William Barbosa

Personal information
- Full name: William da Silva Barbosa
- Date of birth: 2 June 1978 (age 47)
- Place of birth: São Paulo, Brazil
- Height: 1.88 m (6 ft 2 in)
- Position(s): Midfielder Forward

Senior career*
- Years: Team / Apps / (Gls)
- 2001: Santa Catarina
- 2001–2002: Como / 0 / (0)
- 2001–2002: → Bellinzona (loan) / 13 / (7)
- 2002: Carrarese / 13 / (5)
- 2002–2003: → L'Aquila (loan) / 24 / (3)
- 2003–2006: Martina / 95 / (42)
- 2006–2008: Verona / 53 / (8)
- 2008–2009: Portogruaro / 16 / (1)
- 2009: Taranto / 14 / (4)
- 2009–2010: Brindisi / 29 / (14)
- 2010–2011: Casarano / 29 / (6)
- 2011–2013: Valletta / 54 / (16)
- 2013–2014: St. Andrews / 0 / (0)
- 2013–2015: Luxol Futsal
- 2015: Birkirkara Futsal

Managerial career
- 2013–2014: St. Andrews (player-manager)

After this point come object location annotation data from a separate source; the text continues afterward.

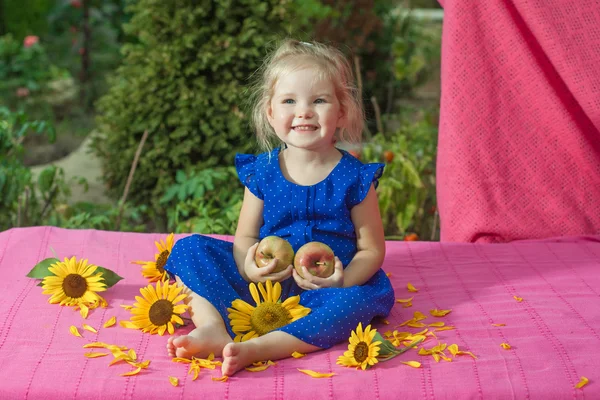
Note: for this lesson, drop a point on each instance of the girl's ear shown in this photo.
(269, 111)
(342, 118)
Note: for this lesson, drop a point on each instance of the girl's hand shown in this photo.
(256, 274)
(310, 282)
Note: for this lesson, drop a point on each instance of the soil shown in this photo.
(80, 163)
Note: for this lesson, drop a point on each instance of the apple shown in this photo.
(317, 257)
(274, 247)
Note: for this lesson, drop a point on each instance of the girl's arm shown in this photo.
(246, 242)
(247, 232)
(370, 241)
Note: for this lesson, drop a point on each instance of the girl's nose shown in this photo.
(304, 112)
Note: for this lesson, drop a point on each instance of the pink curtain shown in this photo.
(519, 141)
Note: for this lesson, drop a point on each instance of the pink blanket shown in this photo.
(519, 141)
(554, 331)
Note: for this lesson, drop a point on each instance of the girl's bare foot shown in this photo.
(199, 343)
(237, 356)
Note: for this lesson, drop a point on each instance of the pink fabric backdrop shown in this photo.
(519, 141)
(554, 331)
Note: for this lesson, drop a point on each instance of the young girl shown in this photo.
(305, 190)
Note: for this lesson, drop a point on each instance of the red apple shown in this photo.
(317, 257)
(274, 247)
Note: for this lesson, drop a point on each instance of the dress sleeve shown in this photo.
(369, 174)
(245, 165)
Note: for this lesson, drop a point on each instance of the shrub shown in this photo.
(207, 201)
(184, 83)
(24, 201)
(406, 191)
(25, 70)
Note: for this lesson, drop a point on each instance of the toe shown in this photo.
(181, 341)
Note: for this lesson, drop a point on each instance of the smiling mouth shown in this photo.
(304, 128)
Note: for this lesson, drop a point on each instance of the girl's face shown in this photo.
(304, 110)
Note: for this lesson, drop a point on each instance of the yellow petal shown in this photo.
(414, 364)
(257, 369)
(316, 374)
(84, 310)
(181, 359)
(404, 300)
(128, 324)
(411, 288)
(89, 328)
(74, 331)
(453, 349)
(437, 324)
(95, 355)
(254, 293)
(445, 328)
(110, 322)
(131, 353)
(418, 316)
(584, 381)
(134, 372)
(439, 313)
(95, 345)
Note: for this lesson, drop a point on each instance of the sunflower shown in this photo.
(362, 351)
(157, 310)
(73, 283)
(155, 270)
(248, 322)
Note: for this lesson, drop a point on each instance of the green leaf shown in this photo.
(40, 271)
(397, 351)
(110, 278)
(386, 347)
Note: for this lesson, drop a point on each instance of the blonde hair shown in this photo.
(292, 55)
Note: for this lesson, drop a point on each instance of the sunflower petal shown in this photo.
(74, 331)
(134, 372)
(112, 321)
(315, 374)
(254, 293)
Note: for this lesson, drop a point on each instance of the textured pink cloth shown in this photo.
(554, 331)
(519, 141)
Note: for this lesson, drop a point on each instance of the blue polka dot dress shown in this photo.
(300, 214)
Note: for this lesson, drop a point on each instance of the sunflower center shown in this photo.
(162, 260)
(74, 285)
(269, 316)
(160, 312)
(361, 352)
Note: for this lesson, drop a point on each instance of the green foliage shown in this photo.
(206, 201)
(183, 81)
(406, 190)
(65, 41)
(24, 17)
(25, 67)
(415, 50)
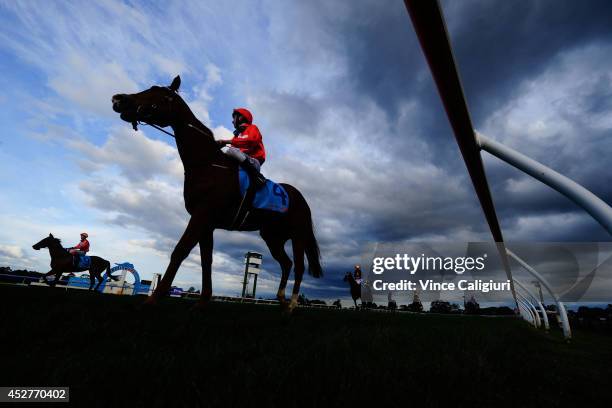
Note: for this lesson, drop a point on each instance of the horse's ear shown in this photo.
(176, 83)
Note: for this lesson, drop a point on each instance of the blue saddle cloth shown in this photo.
(271, 197)
(84, 262)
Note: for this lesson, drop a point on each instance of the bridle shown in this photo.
(144, 122)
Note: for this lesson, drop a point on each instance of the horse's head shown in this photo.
(44, 243)
(156, 105)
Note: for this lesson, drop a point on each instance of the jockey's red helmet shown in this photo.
(245, 113)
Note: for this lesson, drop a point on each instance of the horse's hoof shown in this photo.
(148, 304)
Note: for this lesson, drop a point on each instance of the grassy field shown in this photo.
(110, 352)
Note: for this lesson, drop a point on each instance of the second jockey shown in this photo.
(82, 247)
(246, 146)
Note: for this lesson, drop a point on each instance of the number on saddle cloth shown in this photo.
(271, 197)
(81, 261)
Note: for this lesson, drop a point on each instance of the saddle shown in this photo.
(81, 262)
(271, 197)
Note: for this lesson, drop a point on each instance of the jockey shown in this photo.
(82, 247)
(246, 146)
(357, 274)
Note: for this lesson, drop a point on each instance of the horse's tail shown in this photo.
(311, 247)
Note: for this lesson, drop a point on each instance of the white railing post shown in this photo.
(567, 332)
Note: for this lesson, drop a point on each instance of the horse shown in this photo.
(355, 287)
(61, 261)
(212, 196)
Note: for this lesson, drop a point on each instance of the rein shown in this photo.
(143, 123)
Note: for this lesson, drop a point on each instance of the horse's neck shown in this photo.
(194, 141)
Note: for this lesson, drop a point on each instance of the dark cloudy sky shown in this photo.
(347, 107)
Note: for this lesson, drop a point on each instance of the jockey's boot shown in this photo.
(256, 178)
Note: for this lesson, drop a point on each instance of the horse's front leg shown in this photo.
(206, 248)
(190, 238)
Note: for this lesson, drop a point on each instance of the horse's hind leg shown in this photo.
(58, 276)
(190, 238)
(298, 270)
(92, 279)
(206, 247)
(277, 250)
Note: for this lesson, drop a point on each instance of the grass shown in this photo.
(112, 354)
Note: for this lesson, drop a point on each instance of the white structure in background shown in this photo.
(567, 332)
(154, 282)
(252, 265)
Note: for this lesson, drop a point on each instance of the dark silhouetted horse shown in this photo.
(212, 195)
(62, 261)
(355, 287)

= William Barbosa (footballer, born 1978) =

Brazilian footballer

William da Silva Barbosa (born 2 June 1978), known as William or William Barbosa, is a Brazilian former footballer.

==Biography==
Born in São Paulo, Brazil, William started his professional career in Brazil.

===Como===
William moved to Europe for Italian Serie B side Como. That season non-EU quota of Italy was abolished and Como signed William, Douglas Pinto de Castro and Marcelo Luis Alcantara from Santa Catarina. They followed the footsteps of Amauri, leaving for Swiss Nationalliga B club Bellinzona in a one-year loan. The team was located in Ticino, the Italian speaking region, bordering Lombardy where Como is located. In the mid-season William returned to Italy. He immediately joined Serie C1 club Carrarese in co-ownership deal. In June 2002 Como bought back William. In July 2002 he left for another third division club L'Aquila on loan.

===Martina===
After Enrico Preziosi bought Genoa and transferred numbers of players from Como to Genoa in un-economical price (which Preziosi was banned from football for Daniele Gregori, Carlo Gervasoni and Saša Bjelanović's transfer in 2007), the team was lack of financial source (no more re-capitalization) and was in the market, William, who had a low goal scoring record in Italy at that time, was offloaded to Apulia club Martina, his third club in Italian third division. He scored 42 goals in 3 seasons, about 0.44 goals per game.

===Verona===
William signed a pre-contract with Serie B side Hellas Verona F.C. in January 2006. In June he formally signed by the Veneto club as a free agent. The team relegated at the end of season. The club also sold forward Julien Rantier to raise fund and cut cost. That season William made 22 starts in the second division, scored four times. He followed the team to play third division football, however he again only scored four times. In June 2008 he mutually agreed to terminate the contract with club.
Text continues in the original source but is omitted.